I’ve just started getting the below error message when using Juno/Atom with Julia v0.5 on Ubuntu 16.04. Worked fine yesterday, I ran a Pkg.update() today and have been having this problem ever since. I’m guessing either I’ve stuffed something up on my local machine, or else an update occured in CodeTools recently that broke things. Is anyone else seeing this problem?
Cheers and thanks, -Colin
MethodError: no method matching completions(::String, ::Type{IO}; default=false) Closest candidates are: completions(::AbstractString) at /home/colin/.julia/v0.5/CodeTools/src/completions.jl:181 got unsupported keyword argument "default" completions(::AbstractString, !Matched::Module; default) at /home/colin/.julia/v0.5/CodeTools/src/completions.jl:181
Are you on CodeTools master? Also, does this happen everytime when looking for completions or only on specific lines? It the latter, can you share those?
The latest CodeToole release that touched that code is pretty old btw, so this probably is either a bug that’s been there for quite some time or a messed up local setup.
Thanks for responding. Sorry for the delay - I didn’t open a computer all weekend.
I’ve tracked down the problem, and am not sure whether it qualifies as a bug or not…

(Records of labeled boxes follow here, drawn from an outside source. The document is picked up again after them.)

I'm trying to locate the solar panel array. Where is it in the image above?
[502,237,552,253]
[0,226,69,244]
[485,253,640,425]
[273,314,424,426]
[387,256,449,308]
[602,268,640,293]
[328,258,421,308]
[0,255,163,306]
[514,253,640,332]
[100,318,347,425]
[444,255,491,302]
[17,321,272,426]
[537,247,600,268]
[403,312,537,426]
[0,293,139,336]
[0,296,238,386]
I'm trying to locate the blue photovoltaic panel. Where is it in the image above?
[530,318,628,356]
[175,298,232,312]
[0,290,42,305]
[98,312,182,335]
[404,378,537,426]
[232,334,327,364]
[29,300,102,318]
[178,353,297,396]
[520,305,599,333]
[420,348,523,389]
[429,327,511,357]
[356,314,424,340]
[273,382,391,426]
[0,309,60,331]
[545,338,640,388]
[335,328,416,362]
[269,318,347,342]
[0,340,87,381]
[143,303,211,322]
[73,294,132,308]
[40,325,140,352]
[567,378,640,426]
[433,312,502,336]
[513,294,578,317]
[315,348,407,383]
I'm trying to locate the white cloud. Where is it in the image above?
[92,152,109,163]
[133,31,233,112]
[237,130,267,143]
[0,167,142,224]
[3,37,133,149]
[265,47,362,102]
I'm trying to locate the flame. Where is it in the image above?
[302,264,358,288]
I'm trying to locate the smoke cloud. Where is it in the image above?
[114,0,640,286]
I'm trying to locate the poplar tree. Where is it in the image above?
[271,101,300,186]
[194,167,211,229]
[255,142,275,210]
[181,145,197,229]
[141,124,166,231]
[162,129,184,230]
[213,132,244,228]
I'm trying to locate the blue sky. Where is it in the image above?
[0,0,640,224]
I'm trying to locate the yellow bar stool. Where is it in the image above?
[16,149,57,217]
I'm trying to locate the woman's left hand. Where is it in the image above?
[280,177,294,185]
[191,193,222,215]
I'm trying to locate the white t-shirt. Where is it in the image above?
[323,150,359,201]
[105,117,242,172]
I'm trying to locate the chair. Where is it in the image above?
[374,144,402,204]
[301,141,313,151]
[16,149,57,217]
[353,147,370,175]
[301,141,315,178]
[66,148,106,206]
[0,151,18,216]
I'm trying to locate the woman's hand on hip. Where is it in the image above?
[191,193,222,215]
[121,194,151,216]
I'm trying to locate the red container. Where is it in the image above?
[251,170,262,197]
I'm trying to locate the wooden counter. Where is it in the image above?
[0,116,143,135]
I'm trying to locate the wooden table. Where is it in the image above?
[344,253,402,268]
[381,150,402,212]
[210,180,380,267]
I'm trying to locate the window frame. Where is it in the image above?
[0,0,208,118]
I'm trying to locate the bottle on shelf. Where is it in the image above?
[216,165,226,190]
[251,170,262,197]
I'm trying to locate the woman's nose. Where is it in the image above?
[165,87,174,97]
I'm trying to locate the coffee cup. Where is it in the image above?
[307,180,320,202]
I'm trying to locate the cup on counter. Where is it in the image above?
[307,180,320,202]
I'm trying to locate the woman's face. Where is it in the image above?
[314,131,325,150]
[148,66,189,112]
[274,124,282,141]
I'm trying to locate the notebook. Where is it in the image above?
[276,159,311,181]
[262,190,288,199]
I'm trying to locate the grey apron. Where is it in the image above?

I was working on a module which I was tentatively naming “IO”. So I had a file “…/IO/src/IO.jl”, and the first line of that file was module IO. If I open that file in Atom/Juno and then try to execute any basic line (using Ctrl+Enter in Atom), then I would immediately get an error message that didn’t seem to make much sense, but always contained Type{IO} in it somewhere.
The Type{IO} thing leapt out at me this morning and so I tried changing module name (and file-name) and now everything works just fine.
So I’m not really sure if this qualifies as a bug? Is “IO” some sort of protected combination of letters that shouldn’t be used by users, or is this indeed a bug? I’m happy to file an issue if its the latter, although would appreciate any indication as to which package github page to file the issue on.
It could cause no troubles in a stream-less environment, so the rule is “use it at own peril”. But as a “rule of thumb”, modules should have more specific names and, if someone wants to minimize future name conflicts, can even use a short prefix (e.g. ModIO).
Right, I’d say this is in fact a bug with Juno – when you define some module with a name that is already bound to something (the abstract type IO in your case), we’ll try to get completions for everything in that module. That works, but only when the module has been evaluated once and the binding has been overwritten, so that IO is a Module.
This case should be fixed with this though – thanks for reporting it!
As a rule I would call something like this a bug regardless of best practices – because even if the error is fundamental to what a user is doing, it’s still Juno’s job to be a bit more helpful about what’s going wrong. That doesn’t change anything in this specific situation, but just a general FYI that it’s ok to make bug reports for things that are confusing.